Los almuerzos dominicales se trasladaron de la casa del Tata a la de mis padres, allí se juntaba la tribu para destrozarse puntualmente cada semana. Michael, quien provenía de un hogar pacífico donde imperaba la mayor cortesía, y a quien el colegio había condicionado para disimular sus emociones en todo momento, excepto en las canchas deportivas donde había libertad para comportarse como un bárbaro, era mudo testigo de las pasiones desmedidas de mi familia.

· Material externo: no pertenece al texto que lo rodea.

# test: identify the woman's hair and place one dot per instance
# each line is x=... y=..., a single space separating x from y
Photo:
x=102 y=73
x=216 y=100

Ese año murió el tío Pablo en un extraño accidente aéreo. Volaba sobre el desierto de Atacama en una avioneta y el aparato estalló en el aire. Algunos vieron la explosión y una bola incandescente cruzando el cielo, pero no quedaron restos y, después de peinar la región meticulosamente, las cuadrillas de rescate regresaron con las manos vacías. Nada había para enterrar, el funeral se llevó a cabo con un ataúd vacío. Tan abrupta y total fue la desaparición de este hombre a quien tanto amé, que he cultivado la fantasía de que no quedó reducido a cenizas sobre esas dunas desoladas; tal vez salvó de milagro, pero sufrió un trauma irrecuperable y hoy vaga en otras latitudes convertido en un anciano plácido y sin memoria, que nada sospecha de la joven esposa y los cuatro niños que dejó atrás. Estaba casado con una de esas raras personas de alma diáfana destinadas a purificarse en el esfuerzo y el sufrimiento. Mi abuelo recibió la amarga noticia sin un gesto, apretó la boca, se puso de pie apoyado en su bastón y salió cojeando a la calle para que nadie pudiera ver la expresión de sus ojos. No volvió a hablar de su hijo favorito, tal como no mencionaba a la Memé. Para ese viejo valiente, mientras más profunda la herida más privado era el dolor.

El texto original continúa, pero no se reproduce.